The two go together but it is the track that Milkha Singh blazed as a sprinter nonpareil. First the country saw the gifted youth racing around winning medals in national-level meets. Then it was time for the bigger stage – the Asian Games, the Commonwealth Games, the Olympics. But India had never had any individual sportsman to excel at such major events.

Milkha however was made of sterner stuff. A burning ambition, a hunger for success that knew no bounds and the saying ''second best is still a loser’’ goaded him on. Two golds in the 200 and 400 metres at the Asian Games in Tokyo in 1958 and a 440 yards gold at Cardiff at the Commonwealth Games the same year made him a figure to reckon with in the sporting world.

He brooked no opposition especially in the quarter mile which became his specialist event. And by the time 1960 rolled around he was ready to take on the world’s best in the Rome Olympics.

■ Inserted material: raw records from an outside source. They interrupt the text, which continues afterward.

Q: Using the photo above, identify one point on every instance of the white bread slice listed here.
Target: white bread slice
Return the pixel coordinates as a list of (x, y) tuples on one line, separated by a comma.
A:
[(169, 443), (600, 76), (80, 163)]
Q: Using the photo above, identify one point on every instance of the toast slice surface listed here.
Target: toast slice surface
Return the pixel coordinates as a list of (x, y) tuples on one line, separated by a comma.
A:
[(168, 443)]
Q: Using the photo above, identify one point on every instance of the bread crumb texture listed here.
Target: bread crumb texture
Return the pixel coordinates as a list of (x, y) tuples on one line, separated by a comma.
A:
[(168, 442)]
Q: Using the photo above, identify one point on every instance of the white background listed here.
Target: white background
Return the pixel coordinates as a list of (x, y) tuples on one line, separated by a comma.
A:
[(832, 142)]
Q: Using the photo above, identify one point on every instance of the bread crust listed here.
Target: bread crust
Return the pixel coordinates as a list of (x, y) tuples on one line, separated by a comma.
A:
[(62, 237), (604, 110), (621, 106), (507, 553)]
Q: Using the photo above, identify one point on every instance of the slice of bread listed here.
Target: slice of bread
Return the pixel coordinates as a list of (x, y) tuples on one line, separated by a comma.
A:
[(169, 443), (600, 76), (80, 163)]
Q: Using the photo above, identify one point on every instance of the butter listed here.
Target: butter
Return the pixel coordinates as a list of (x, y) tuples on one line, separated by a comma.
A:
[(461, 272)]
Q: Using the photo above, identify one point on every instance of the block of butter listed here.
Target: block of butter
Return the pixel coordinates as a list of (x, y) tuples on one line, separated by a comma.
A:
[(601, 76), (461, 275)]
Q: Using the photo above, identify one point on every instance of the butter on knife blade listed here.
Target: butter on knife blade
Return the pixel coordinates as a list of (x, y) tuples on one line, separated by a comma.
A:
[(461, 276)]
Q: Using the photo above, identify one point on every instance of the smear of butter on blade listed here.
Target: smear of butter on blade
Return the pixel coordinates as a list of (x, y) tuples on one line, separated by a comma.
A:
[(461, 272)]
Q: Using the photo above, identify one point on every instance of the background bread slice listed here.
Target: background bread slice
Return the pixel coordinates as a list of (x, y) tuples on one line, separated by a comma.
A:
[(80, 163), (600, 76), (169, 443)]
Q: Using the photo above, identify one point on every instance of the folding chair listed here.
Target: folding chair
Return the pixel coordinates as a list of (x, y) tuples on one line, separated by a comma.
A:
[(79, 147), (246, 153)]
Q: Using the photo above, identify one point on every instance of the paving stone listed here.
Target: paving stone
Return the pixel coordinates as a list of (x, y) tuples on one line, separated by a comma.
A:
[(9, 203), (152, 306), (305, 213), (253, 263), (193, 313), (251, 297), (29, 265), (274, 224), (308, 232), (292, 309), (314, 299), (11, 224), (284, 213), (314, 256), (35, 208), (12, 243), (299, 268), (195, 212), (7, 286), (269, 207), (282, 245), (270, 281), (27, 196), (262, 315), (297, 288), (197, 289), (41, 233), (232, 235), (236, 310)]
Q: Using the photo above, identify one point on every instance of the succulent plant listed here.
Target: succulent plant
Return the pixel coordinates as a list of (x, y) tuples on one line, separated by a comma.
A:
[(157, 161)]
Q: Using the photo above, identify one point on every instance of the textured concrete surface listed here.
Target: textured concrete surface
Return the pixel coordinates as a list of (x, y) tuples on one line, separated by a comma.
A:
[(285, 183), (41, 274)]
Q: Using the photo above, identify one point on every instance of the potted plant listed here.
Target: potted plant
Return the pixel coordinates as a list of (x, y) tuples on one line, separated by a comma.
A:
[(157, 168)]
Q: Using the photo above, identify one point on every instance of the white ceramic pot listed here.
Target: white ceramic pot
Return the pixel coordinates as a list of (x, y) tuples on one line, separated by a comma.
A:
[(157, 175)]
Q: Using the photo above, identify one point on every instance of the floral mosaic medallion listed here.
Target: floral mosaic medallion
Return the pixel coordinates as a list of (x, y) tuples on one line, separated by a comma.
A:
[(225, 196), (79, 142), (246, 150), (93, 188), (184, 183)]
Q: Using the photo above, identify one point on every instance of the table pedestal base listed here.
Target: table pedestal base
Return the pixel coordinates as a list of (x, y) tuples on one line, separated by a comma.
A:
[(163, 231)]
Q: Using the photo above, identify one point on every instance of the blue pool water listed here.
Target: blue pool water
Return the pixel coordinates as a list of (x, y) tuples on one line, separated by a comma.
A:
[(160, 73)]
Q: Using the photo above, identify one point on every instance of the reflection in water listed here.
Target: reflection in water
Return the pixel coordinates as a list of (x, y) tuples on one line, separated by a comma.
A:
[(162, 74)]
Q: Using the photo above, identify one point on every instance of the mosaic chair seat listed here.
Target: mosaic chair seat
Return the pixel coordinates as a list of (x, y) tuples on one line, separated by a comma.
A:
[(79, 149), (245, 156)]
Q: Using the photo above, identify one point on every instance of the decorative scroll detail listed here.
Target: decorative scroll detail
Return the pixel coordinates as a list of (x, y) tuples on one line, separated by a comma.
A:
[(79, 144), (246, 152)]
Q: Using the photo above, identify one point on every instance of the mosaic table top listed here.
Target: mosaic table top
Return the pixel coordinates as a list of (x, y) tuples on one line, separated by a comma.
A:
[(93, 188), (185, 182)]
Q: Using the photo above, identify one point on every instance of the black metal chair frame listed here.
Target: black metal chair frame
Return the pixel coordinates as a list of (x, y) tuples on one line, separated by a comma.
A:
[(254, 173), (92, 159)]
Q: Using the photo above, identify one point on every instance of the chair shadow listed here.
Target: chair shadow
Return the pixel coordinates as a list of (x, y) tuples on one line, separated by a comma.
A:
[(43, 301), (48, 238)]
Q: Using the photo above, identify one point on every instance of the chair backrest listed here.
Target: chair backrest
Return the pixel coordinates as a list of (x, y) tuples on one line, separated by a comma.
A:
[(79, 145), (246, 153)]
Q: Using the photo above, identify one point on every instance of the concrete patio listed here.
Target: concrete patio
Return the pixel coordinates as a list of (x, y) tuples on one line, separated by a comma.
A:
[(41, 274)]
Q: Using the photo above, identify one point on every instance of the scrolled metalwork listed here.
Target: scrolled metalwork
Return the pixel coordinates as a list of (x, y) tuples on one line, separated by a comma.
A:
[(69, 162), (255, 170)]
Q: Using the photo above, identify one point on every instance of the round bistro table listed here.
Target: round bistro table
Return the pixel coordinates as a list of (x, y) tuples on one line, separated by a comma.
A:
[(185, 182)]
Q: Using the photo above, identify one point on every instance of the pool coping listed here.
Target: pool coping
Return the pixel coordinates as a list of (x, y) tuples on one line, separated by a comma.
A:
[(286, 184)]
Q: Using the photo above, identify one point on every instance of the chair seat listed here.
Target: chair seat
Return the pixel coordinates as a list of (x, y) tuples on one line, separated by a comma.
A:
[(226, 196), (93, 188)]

The story of the heart breaking medal missing run in the 400 metres at Rome by 0.1 seconds has been told and retold umpteen times over the past 60 years. If some triumphs are part of sporting folklore this would be at the top of the list when it comes to chronicling the saddest episodes in Indian sporting history.

After all, it did reduce Milkha to tears and think seriously of retiring from sport. Years of practice beyond the limits of human endeavour had helped peak his running skills to the point where he had hoped to win a medal for his country. And then to miss it by the narrowest of margins was enough to make the lion-hearted Sikh down-hearted.

Fortunately however he was persuaded to continue and so we had a Milkha double gold medal in the 400 metres and 4 X 400 metres relay at the 1962 Asian Games at Jakarta.

I was at school when Milkha was at his peak from the late 50s to the early 60s and predictably enough he was my boyhood hero. I followed his exploits closely via the newspapers and the radio fully comprehending the enormity of his achievements. I longed to meet him knowing fully well that this could well be just an unfulfilled dream.

In 1974 as luck would have it he came down to my hometown Madras (now Chennai) when I was a sports reporter and there was an informal press meet wherein I did interact with him. To my pleasant surprise despite being one of the biggest names in Indian sporting history he was a picture of humility.

I shall never forget his opening remarks made rather informally. ''Friends I know your Hindi is not good, I also know my English is not good’’ sparking off peals of laughter all around. And then he continued with a mix of English and Hindi while making a fervent plea to the press to highlight any talented youngster’s achievement boldly in print via the headlines or photographs.

''I know when I was young and when I saw my name in the papers for the first time how I was encouraged to aim for further laurels.’’ And while he did speak about his manifold achievements on the world stage there was a tendency to downplay them and talk only of the feats of others.

Even men and women from other fields of sports have emphasized how Milkha has inspired them. He remained such a charismatic figure that he commanded attention even into his 70s and 80s. Remarkably fit and agile and almost always attired smartly in a suit and a tie on formal occasions his speech and his multifaceted activities belied his age.

He took pride in his son Jeev’s feats as he rose to become India’s leading golfer. His outlook was refreshingly upbeat and he didn’t nurture any grudges even if a Padma Shri award is hardly befitting for a man of his unique achievements. Perhaps a higher honour can be bestowed on him posthumously.